The rates of staging discordance and the need for change in initial management decisions reported here are very similar to those reported in other studies comparing PET/CT with conventional staging in patients with pancreatic carcinoma[,,]. PET/CT was found to change management in 36–41% of patients by providing more accurate staging[]. Most studies on staging discrepancies between PET/CT and conventional imaging modalities have been found to favor PET, particularly PET/CT. CT assessment of 21 patients with metastatic pancreatic cancer identified DMs in 10 (47.6%) patients, whereas PET revealed liver metastases not identified or equivocal on CT and/or clinically unsuspected DMs in 7 (33.3%) additional patients[]. In a study of 9 patients with proven metastases, PET detected DMs in 9 (77.8%), whereas CT could only detect 3 (33.3%)[]. Other studies have yielded similar results[,,]. The greater ability of PET, relative to CT and/or MRI, to detect metastatic deposits may be due to its relatively higher resolution (0.5 cm vs 1 cm) and functional advantages in discriminating between benign and malignant lesions. These results emphasize the importance of accurate staging in selecting and managing these patients.
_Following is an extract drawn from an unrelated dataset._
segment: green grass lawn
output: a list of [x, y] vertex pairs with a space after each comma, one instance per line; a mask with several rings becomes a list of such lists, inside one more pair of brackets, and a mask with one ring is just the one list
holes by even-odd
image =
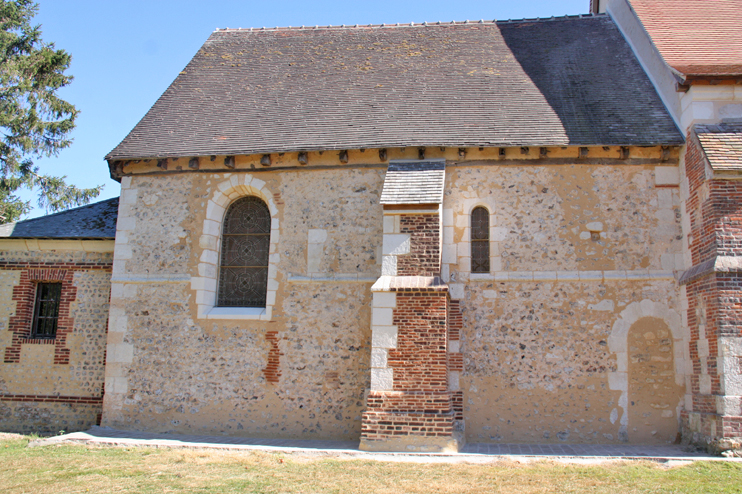
[[0, 492], [742, 492], [742, 464], [730, 462], [421, 464], [216, 450], [29, 448], [28, 442], [0, 439]]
Another important and pioneering finding of the present study was the demonstration that unintentional fallacious staging could result in significant misinterpretation of survival outcomes in patients with LAPC. Theoretically, for any type of tumor, staging failures may decrease or increase reported outcomes if patients are down- or upstaged, respectively. To evaluate the importance of staging accuracy, we compared the outcomes in 3 groups of patients with LAPC: the entire study cohort of 71 patients, representing conventional staging, the 52 patients found to be true LAPC based on restaging PET/CT results, and the 19 patients with DM identified on PET/CT and confirmed pathologically. We found that median survival of the entire cohort was poorer than that of the true LAPC group (11.4 vs 16.1 months), indicating that the survival of the entire cohort was reduced by the inclusion of M1 patients, who had a median survival of only 6.2 months. Although the significant survival difference between our M0 and M1 cohorts is not a novel finding, the reduction in survival of the entire cohort caused by the unintentional inclusion of M1 patients highlights the importance of stage migrations resulting from more comprehensive staging procedures in LAPC patients, mostly in the form of upstaging, in reliably predicting the prognosis of these patients.

Lack of RT or a lower dose may have had an impact on the survival of M1 patients. We could not determine whether the absence of RT or the use of lower palliative doses (30 Gy in 10 fractions; biologically equivalent dose (BED)10 = 36 Gy) rather than potentially more effective 50.4 Gy (BED10 = 60.5 Gy) influenced survival. This may be determined by randomized controlled trials or meta-analyses. However, to test the potential influence of PRT on outcomes, we compared survival in M1 patients stratified by PRT status, observing almost identical median OS in the PRT+ and PRT– cohorts (6.1 vs 5.8 months; P = 0.76). Although few patients were included in these subgroups, this finding indicates that accurate staging is more important than treatment modalities in predicting patient survival.

In conclusion, the results presented here demonstrate the importance of PET/CT restaging of LAPC patients in selecting patients for aggressive CRT and sparing those with metastases from useless radical treatment protocols. In addition, PET/CT restaging may point to the need for radiation fields enlarged beyond CT borders, indicating the need for more sophisticated imaging tools to define target volumes precisely in patients scheduled for CRT. Our findings show that unintentional fallacious staging may be a potential source of relatively poor survival after radical CRT in LAPC.

Conflict of interest

The authors have no personal or commercial conflicts of interest to declare.